12. Bir Devrin Başlangıcı

9.2K 585 251
                                    

Hoş geldiniz! Bu bölümle birlikte, lunabne ile bir süre paralel ilerleyecek kurgularımız. Olaylar aynı temele dayansa da Asil tarafını Asil | Gerçek Ailem hikâyesinde, Koral tarafını da Ahger'de okuyacaksınız. Umarım beğenirsiniz. Keyifli okumalar dileriz.

12. Bir Devrin Başlangıcı

Albay ile yaptığımız konuşmanın ve birbirimize vedamızın ardından birkaç saat daha aynı bankta oturmuş ve öylece boşluğu izlemiştim. Kaç ölü izmarit eşlik etti zihnimin içindeki savaşa sayamadım. En sonunda gün yerini geceye bırakıp, karanlık siyah pelerinini yeryüzünün üzerine örttüğünde oturduğum yerden doğrulup, saatlerce aynı pozisyonda hareketsiz durmaktan dolayı uyuşmuş bacaklarımı esnettim ve bahçede birkaç tur attıktan sonra alay binasına girdim.

Koridorlar boştu. Askerler ya evlerinde ya da yatakhanelerde olmalıydılar. Yalnızca nöbetçiler vardı bu saatte ayakta olan. Karşılaştığım askerler durup selam verdiklerinde, selamlarını ufak bir baş hareketiyle alıp ilk geldiğimde üzerimi değiştirdiğim odaya yönlendirdim adımlarımı. Hızlı ve sert adımlarımdan dolayı boş koridorda postallarımdan çıkan ses ürkütücü bir hava katıyordu ama bunu umursamadım ve odanın önüne geldiğimde cebime attığım anahtarı çıkarıp kapıyı açtım ve içeri girdim.

Albay'ın benim için ayarladığı eve gidip eşyaları almama gerek yoktu çünkü zaten hiçbiri bana ait değildi. Ankara'ya gitmeden önce yanıma aldığım eşyalardan birkaç parçayı arabanın bagajında bırakmıştım ve onlar da beni bir süre idare ederdi. Zaten sürekli karargâhta olacağım için de sivil kıyafete ihtiyaç duymazdım genelde.

Eğitimlerde giydiğimiz kıyafetlerden bir takım çıkarıp yatağın üzerine bıraktım ve üniformamı çıkarıp özenle askısına yerleştirip dolaba kaldırdım. En kıymetli varlığım üniformam ve silahımdı. Bu dünya üzerinde başka bir şeye ihtiyaç duymuyordum zaten. Eşofmanları üzerime geçirip, silahımı başucumdaki komodinin üzerine bıraktıktan sonra yorgun bedenimi odanın diğer bir köşesindeki tek kişilik yatağa attım ve bir süre öylece durup tavanı izledim. Yine bir savaş meydanının ortasında kalmak istemediğimden dolayı gözlerimi ağır bir hareketle kapatıp kendimi uykunun huzursuz kollarına bıraktım.

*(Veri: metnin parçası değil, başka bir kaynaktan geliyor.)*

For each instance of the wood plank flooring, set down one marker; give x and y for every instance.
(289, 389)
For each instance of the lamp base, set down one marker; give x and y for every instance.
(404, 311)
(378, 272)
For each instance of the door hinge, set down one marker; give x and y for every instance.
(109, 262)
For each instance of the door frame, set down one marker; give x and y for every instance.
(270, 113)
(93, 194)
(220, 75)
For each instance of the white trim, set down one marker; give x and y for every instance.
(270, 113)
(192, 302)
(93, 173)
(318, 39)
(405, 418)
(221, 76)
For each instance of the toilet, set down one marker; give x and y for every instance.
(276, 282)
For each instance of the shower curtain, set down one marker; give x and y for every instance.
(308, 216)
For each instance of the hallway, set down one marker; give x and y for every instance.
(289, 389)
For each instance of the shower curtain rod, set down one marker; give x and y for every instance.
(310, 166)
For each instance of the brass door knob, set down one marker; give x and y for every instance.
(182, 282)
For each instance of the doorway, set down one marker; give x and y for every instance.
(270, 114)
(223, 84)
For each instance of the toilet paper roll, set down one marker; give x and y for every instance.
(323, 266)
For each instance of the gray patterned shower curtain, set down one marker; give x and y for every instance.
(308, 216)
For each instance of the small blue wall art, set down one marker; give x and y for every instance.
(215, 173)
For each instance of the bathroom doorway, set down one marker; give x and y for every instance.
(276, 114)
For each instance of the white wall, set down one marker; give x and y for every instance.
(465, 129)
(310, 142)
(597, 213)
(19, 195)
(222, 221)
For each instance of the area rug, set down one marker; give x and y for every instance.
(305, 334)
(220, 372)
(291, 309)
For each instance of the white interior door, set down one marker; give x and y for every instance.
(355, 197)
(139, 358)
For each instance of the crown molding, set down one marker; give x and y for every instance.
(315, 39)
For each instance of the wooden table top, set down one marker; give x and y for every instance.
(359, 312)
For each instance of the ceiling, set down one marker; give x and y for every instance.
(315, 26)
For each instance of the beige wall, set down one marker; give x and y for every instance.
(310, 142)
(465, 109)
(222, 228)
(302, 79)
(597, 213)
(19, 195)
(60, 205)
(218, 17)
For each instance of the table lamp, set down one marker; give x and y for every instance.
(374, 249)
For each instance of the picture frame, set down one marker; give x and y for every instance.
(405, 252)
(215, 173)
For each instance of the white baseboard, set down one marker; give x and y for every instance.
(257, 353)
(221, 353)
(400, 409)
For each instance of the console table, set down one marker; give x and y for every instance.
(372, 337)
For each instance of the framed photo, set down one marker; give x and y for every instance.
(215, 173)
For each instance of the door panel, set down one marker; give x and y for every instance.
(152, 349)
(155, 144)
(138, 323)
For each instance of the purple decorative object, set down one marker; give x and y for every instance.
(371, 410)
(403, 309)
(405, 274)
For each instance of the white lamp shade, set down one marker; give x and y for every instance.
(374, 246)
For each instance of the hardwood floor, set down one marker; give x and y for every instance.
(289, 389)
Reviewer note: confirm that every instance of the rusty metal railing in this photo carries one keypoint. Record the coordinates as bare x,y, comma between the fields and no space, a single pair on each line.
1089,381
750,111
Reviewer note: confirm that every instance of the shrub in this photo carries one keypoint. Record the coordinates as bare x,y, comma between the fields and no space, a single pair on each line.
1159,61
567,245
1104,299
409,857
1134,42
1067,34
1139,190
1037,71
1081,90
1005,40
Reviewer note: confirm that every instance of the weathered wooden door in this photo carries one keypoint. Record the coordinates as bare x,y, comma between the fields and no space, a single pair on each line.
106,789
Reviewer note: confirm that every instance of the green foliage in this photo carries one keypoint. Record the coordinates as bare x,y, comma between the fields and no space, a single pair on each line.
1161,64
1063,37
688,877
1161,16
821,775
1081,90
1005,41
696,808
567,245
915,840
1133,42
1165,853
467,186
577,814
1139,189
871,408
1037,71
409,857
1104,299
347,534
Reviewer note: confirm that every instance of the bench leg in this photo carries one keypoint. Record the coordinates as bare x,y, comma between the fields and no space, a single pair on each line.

Kan ter içinde ve yattığım yerden sıçrayarak uyandığım bir uykunun ardından komodinin üzerindeki telefona uzanıp saate baktım. Üçe geliyordu. Çok kısa uyumuştum ama daha fazlası zaten mümkün olmuyordu. Ne zaman başımı yastığa koysam, o yastık bir süre sonra mezar taşına dönüşüyor ve kendimi hep aynı günü yaşarken buluyordum.

Zordu, bu şekilde hayata devam etmek zorunda kalmak, geride kalan kişi olmak, yas bile tutamamak zordu. Utanıyordum. Mezarlarına gitmeye bile utanıyordum. Benim emrim yüzünden orada kalmışlardı ve benim yüzümden...

Sertçe başımı iki yana sallayarak yattığım yerde doğruldum ve hızlıca yataktan kalkarak kendimi dışarı attım. Adımlarım beni bahçeye ulaştırdığında başımı gökyüzüne doğru kaldırarak derin bir nefes aldım ve gözlerimi sımsıkı kapattım. Aldığım nefes bile acı veriyordu. Geçmiyordu, geçmeyecekti ve ömrümün sonuna kadar bu acıyla yaşamak zorunda kalacaktım, bunu da biliyordum. Odadan çıkmadan önce aceleyle yanıma aldığım sigara paketinden bir dal çıkarıp dudaklarımın arasına yerleştirdim ve ucunu ateşleyerek derin bir nefes çektim içime. Uzun zamandır aç olduğumdan dolayı aldığım ilk nefesin ardından tüm vücudumda anlık bir uyuşukluk hissetmiştim. Hafif bir baş dönmesi de buna eşlik ettiğinde sırtımı duvara yaslayıp başımı önüme eğdim ve sessizce sigaramı içmeye devam ettim.